Although South America's population has a diverse ethnic heritage, its principal elements are the Native Americans and the descendants of Spaniards, Portuguese, and African blacks. The racial spectrum produced by mixing the various groups is broad. Most evident in South America are the mestizos, people of Iberian and Native American ancestry; people of mixed Iberian and black ancestry are less numerous, and the number of people of mixed Native American and black ancestry is smaller yet. The Native Americans are most numerous in the highlands of the central Andean republics. People of Spanish descent are relatively more numerous in Argentina and Uruguay than elsewhere. In Brazil, the Portuguese are the predominant Iberian element, and the black and mulatto groups are more numerous than in any other South American country. In the Guianas and coastal Colombia and Ecuador, the number of blacks is also large.

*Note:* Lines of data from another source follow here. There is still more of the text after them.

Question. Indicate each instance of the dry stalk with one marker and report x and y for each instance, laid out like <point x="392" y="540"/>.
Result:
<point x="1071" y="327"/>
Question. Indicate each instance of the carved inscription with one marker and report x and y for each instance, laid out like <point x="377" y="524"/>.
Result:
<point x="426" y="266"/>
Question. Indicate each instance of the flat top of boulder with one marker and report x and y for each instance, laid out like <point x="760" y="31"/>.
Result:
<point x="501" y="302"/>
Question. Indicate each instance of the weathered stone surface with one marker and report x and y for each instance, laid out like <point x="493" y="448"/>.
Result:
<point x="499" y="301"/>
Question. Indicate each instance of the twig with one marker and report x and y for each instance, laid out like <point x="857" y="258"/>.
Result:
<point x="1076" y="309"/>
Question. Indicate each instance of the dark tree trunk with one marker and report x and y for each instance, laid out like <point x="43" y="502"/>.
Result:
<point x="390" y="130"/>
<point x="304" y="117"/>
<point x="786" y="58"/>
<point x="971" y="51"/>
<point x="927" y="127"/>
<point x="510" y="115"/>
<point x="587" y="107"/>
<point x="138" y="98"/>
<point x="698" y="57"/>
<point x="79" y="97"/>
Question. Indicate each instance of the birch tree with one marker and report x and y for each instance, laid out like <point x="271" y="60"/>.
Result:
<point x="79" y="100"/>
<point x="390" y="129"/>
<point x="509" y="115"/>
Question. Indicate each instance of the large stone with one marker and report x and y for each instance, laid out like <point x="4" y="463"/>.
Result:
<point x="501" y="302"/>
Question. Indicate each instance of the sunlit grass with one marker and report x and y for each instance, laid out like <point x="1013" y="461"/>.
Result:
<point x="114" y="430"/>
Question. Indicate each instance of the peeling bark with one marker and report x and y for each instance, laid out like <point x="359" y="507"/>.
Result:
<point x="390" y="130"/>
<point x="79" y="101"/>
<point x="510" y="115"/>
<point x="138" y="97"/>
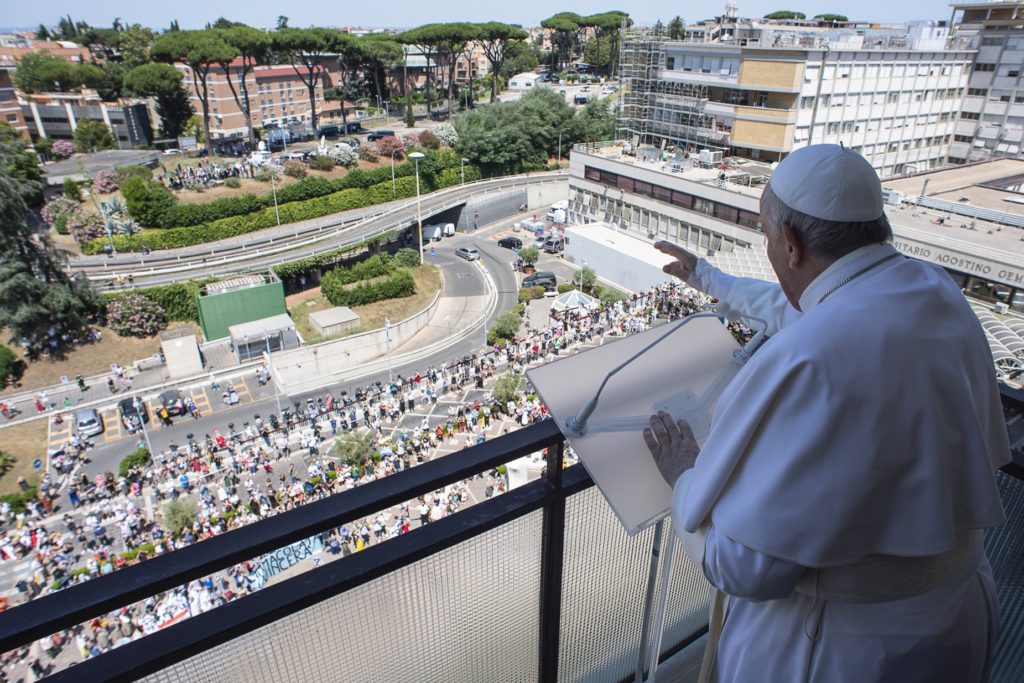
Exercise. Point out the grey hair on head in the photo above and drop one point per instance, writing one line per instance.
(826, 239)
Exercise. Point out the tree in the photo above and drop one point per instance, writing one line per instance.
(18, 162)
(307, 49)
(676, 28)
(163, 83)
(92, 134)
(253, 46)
(200, 50)
(42, 72)
(38, 299)
(497, 40)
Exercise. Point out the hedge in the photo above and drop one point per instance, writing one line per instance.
(397, 285)
(345, 200)
(177, 299)
(161, 209)
(306, 265)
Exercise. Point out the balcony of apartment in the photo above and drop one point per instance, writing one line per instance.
(538, 584)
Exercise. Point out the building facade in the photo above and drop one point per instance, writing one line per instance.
(891, 95)
(55, 116)
(991, 122)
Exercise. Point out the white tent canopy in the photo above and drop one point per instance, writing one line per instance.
(572, 299)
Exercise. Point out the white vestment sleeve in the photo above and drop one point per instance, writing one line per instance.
(730, 566)
(744, 296)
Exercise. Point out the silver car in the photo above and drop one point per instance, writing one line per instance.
(88, 422)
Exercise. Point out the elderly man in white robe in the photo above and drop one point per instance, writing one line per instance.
(838, 504)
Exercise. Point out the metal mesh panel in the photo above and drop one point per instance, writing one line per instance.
(604, 578)
(1005, 546)
(467, 613)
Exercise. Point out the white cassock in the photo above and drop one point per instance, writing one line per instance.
(841, 495)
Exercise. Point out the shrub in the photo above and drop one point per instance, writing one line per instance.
(387, 145)
(397, 285)
(64, 150)
(105, 181)
(446, 134)
(178, 514)
(322, 163)
(407, 258)
(72, 190)
(135, 315)
(429, 141)
(529, 255)
(368, 154)
(10, 367)
(295, 169)
(147, 201)
(85, 226)
(138, 458)
(344, 156)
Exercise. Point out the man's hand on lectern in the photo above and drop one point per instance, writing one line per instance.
(685, 261)
(672, 444)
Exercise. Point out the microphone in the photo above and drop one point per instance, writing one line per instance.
(577, 425)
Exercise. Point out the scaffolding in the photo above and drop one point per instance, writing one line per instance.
(656, 111)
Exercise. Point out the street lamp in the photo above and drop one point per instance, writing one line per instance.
(416, 157)
(274, 187)
(387, 345)
(394, 188)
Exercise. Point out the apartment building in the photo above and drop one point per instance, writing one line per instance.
(991, 123)
(764, 91)
(276, 95)
(10, 111)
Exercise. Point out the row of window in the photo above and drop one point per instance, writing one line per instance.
(683, 200)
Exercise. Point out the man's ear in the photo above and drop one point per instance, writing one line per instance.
(795, 250)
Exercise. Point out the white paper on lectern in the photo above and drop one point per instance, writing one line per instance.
(684, 375)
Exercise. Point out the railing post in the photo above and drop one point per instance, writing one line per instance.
(552, 549)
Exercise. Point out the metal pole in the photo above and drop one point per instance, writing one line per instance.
(419, 218)
(274, 187)
(269, 365)
(387, 345)
(141, 421)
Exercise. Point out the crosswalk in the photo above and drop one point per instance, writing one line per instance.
(204, 396)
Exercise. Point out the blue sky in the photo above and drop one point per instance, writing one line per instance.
(195, 13)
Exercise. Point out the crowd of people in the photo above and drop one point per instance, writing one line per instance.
(269, 466)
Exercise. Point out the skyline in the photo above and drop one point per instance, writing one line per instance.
(193, 14)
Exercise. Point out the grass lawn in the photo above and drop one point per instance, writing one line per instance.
(372, 316)
(26, 441)
(88, 359)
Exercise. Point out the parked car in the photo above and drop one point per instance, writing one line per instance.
(132, 411)
(514, 244)
(88, 422)
(173, 401)
(468, 253)
(543, 279)
(554, 244)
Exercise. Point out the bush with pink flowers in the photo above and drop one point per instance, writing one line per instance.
(105, 181)
(135, 315)
(62, 148)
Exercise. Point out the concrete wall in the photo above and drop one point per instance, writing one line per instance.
(311, 367)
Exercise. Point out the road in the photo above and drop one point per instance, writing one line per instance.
(462, 279)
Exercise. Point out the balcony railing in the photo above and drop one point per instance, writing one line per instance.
(537, 584)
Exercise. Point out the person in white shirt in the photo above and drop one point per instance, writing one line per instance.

The steady but relatively modest flow of Iberians into South America during the colonial era and in the century and a half since independence was augmented between the late 19th century and 1930 by the entry of several million Italians, chiefly into Argentina, Brazil, and Uruguay. Smaller numbers of Germans, Poles, and other European nationals also arrived. Although many of the new European immigrants were engaged in rural labor and tenant farming in Argentina and Brazil, many Germans and Italians and fewer other Europeans established agricultural colonies. German colonists, for example, settled in south central Chile. Other new immigrants gravitated toward the cities, where they contributed substantially to the workforce and entrepreneurial sectors. Several non-European groups, such as Syrians and Lebanese, settled in large numbers also. The greatest numbers of Asian immigrants during the late 19th century came from India, Indonesia, and China; most of these entered British Guiana and Dutch Guiana as indentured laborers after the abolition of slavery. Particularly since 1900, however, appreciable numbers of Japanese have settled in southeastern Brazil. Japanese settlements also exist in Paraguay, Bolivia, and northern and northeastern Brazil.